Williams kommt, Perrin dreht auf! Aber für die Towers setzt es Pleite Nummer 22
Die saisonübergreifend 22. Niederlage in Folge kam erwartet: Die Hamburg Towers verloren ihr Eurocup-Spiel bei Baxi Manresa mit 72:99 (39:50) – und dürfen nicht lange ihre Wunden lecken. Schon am Sonntag geht es in Vechta um überlebenswichtige Punkte im Bundesliga-Abstiegskampf. Ein Blitz-Neuzugang soll helfen, die Minusserie endlich zu beenden.
Er ist einer der wenigen Türme, die in dieser Sieglos-Saison durchaus überzeugt haben. Das französische Talent Zacharie Perrin liefert zuverlässig ab, auf sich allein gestellt kann der 21-Jährige aber auch keine Spiel gewinnen – obwohl er es in der Eurocup-Partie in Katalonien anfangs zu versuchen schien.

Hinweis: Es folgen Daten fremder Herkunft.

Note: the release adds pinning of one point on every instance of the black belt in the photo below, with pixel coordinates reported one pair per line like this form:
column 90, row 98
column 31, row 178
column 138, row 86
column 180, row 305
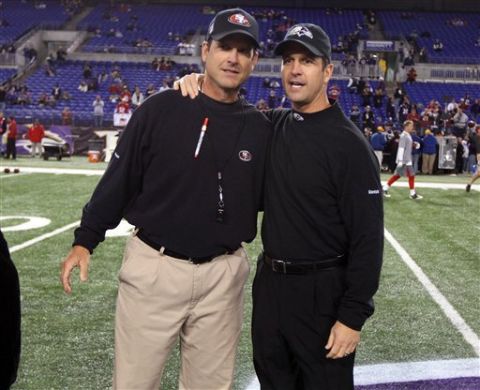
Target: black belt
column 168, row 252
column 302, row 267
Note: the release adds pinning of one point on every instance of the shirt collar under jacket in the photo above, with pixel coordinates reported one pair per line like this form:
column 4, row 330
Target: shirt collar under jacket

Maronka bringt Hamburg mit fünf Punkten in Führung
Die ersten vier Hamburger Körbe gingen allesamt auf Perrins Konto – und weil sich seine Kollegen davon anstecken ließen, lagen die Wilhelmsburger nach einem Dreier von Zsombor Maronka sogar 17:12 vorn. Perrins elf Zähler in den ersten zehn Minuten sorgten dafür, dass die Türme mit einem hauchdünnen 20:19-Vorsprung in die erste kleine Pause gingen – ein Achtungserfolg.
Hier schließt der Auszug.